Above: A pair of intricate cane armchairs in a living room with a particularly arresting view, spotted on Archilovers.
In this Parisian apartment by Sarah Lavoine, a caned settee adds a touch of lightness and a welcome bit of texture to a modern living room.
This Nigel Coates’ Bodystuhl, a newer design for Thonet, the original manufacturer of the famous bentwood cafe chair. It’s seen here in La Forêt Noire, a stylish French restaurant designed by Claude Carter.
This dining room, spotted on SF Girl by Bay, is a perfect exemplar of a style I like to call New Bohemian.

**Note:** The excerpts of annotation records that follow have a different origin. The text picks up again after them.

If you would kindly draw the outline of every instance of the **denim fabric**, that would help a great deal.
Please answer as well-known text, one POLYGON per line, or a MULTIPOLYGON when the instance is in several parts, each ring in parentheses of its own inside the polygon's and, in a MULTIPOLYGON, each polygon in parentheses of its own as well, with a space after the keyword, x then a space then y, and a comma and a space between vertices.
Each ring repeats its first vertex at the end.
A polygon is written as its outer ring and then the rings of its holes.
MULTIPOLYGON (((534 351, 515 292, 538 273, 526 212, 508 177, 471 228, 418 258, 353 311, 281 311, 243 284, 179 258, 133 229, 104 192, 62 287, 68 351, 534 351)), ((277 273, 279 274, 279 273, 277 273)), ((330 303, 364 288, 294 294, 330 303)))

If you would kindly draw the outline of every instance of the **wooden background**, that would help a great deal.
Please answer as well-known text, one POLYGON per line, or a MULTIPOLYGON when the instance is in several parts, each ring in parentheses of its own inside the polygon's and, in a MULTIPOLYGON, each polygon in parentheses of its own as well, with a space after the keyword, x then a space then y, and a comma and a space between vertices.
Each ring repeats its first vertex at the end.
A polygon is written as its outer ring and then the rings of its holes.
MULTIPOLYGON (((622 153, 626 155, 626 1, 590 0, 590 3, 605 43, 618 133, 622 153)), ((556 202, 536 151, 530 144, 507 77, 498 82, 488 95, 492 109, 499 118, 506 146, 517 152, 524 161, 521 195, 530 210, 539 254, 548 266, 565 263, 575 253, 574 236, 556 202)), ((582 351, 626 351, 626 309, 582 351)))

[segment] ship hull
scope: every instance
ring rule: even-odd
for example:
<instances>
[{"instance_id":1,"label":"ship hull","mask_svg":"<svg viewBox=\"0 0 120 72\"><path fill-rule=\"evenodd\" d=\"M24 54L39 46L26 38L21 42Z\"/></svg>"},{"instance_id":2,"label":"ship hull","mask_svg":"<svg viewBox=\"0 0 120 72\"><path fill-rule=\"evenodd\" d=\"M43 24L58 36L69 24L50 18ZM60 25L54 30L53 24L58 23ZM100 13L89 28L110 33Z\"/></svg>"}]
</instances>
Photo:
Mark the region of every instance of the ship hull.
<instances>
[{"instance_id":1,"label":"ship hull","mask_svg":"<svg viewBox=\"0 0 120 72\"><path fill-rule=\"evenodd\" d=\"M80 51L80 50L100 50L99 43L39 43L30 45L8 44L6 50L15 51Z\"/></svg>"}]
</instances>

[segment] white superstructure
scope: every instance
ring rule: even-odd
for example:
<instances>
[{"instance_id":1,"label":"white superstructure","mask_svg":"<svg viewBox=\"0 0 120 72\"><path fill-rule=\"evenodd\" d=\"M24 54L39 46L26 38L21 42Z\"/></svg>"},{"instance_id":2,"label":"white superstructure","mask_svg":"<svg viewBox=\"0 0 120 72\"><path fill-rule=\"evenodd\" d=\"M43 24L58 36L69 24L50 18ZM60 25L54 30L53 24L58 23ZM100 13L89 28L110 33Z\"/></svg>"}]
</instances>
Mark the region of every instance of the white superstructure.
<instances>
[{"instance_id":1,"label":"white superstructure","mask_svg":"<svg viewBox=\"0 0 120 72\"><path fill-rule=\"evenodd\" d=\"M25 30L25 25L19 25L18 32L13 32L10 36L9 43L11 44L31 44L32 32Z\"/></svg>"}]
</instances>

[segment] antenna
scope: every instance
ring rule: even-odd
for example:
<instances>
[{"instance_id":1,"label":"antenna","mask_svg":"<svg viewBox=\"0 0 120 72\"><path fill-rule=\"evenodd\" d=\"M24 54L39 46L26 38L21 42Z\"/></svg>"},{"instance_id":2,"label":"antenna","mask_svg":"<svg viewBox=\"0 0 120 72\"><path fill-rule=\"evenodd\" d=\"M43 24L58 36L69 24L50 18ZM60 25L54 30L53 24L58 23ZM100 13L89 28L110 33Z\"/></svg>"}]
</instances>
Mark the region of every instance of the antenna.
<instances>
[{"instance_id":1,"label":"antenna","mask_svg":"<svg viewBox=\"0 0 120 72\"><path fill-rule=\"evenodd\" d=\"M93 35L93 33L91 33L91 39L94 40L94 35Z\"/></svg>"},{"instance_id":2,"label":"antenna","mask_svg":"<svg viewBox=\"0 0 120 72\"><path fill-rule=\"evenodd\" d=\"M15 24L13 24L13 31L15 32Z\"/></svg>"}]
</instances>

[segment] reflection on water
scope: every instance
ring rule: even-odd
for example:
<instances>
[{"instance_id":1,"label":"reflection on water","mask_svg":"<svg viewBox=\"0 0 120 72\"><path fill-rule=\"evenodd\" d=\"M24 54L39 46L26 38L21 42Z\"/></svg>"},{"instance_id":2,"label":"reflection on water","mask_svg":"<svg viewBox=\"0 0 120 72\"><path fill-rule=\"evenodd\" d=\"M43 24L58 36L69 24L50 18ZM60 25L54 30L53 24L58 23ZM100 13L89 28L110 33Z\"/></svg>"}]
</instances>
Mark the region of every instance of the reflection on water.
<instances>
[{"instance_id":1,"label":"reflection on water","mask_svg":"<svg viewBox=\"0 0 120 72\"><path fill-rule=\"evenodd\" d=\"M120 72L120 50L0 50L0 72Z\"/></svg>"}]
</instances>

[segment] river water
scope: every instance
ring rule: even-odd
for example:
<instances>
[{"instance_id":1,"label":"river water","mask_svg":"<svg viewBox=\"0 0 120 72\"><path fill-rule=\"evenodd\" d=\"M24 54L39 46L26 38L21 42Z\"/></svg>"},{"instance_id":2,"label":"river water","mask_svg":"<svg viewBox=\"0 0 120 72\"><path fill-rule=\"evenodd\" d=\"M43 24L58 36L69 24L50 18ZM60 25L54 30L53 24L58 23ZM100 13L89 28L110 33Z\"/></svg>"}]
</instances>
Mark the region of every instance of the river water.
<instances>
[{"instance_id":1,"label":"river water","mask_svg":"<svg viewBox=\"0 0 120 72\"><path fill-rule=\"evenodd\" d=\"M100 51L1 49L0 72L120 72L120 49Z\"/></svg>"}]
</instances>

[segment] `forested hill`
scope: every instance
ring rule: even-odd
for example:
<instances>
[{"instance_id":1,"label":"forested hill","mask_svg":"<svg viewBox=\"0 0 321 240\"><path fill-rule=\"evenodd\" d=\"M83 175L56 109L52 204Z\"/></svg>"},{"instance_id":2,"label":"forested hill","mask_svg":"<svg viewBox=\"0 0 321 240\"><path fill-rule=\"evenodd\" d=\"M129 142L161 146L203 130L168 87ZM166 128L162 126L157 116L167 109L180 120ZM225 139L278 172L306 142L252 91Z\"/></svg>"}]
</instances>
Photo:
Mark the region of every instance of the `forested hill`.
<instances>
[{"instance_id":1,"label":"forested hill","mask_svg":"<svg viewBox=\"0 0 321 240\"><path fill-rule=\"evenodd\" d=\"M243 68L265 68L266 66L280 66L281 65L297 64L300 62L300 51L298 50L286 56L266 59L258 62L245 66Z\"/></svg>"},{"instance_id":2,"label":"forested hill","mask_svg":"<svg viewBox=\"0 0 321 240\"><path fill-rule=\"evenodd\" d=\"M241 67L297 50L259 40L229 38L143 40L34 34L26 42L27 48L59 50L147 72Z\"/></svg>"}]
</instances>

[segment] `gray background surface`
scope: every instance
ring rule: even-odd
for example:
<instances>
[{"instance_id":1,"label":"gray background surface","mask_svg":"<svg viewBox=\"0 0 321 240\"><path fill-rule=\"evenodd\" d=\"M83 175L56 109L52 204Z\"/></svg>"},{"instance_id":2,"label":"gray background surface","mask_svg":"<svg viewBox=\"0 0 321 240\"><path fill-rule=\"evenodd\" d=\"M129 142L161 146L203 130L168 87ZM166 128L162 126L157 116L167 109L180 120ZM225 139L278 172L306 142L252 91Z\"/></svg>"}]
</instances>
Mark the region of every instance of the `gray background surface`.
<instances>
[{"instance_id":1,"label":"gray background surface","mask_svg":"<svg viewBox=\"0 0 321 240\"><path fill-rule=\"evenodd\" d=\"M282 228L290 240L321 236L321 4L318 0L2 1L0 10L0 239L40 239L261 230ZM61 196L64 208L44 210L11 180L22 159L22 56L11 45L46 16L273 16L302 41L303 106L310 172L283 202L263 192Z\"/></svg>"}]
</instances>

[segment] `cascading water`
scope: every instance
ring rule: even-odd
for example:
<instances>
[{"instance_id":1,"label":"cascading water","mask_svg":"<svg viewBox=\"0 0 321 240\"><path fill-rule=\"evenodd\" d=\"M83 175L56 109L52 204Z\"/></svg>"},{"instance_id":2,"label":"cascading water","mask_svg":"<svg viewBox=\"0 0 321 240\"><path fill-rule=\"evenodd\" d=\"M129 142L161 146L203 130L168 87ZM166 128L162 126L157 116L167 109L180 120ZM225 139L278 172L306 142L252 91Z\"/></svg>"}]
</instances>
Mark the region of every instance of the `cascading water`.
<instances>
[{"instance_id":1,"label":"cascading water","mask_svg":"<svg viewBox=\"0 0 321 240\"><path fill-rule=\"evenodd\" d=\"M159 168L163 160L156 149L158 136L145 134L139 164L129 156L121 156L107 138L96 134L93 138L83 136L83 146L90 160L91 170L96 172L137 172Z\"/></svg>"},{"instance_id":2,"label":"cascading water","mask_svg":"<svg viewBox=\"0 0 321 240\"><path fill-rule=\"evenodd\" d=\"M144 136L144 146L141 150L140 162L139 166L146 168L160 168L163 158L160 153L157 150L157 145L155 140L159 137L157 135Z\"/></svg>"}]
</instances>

Central to its success are the caned bentwood chairs, which sit lightly in the room but also add a certain warmth to the space.
Gebrüder Thonet just introduced the Targa sofa and chair, which somehow manage to make the sofa, typically heavy and a bit cumbersome, into a piece that sits so elegantly it almost appears to float.
This chair, seen in an interior from Coco Lapine Design, is a Pierre Jeanneret design whose cane seat and back provide a lovely, light counterpart to its chunky structure.
Here’s a pair of the Pierre Jeanneret chairs, seen in an apartment spotted on My Unfinished Home. This chair demonstrates cane’s ability to feel storied and modern all at the same time. Its intricate texture may seem a bit old-fashioned, but its textured warmth and visual lightness are very right for our current design moment.
And finally, a classic bentwood bench in an interior from Style at Home.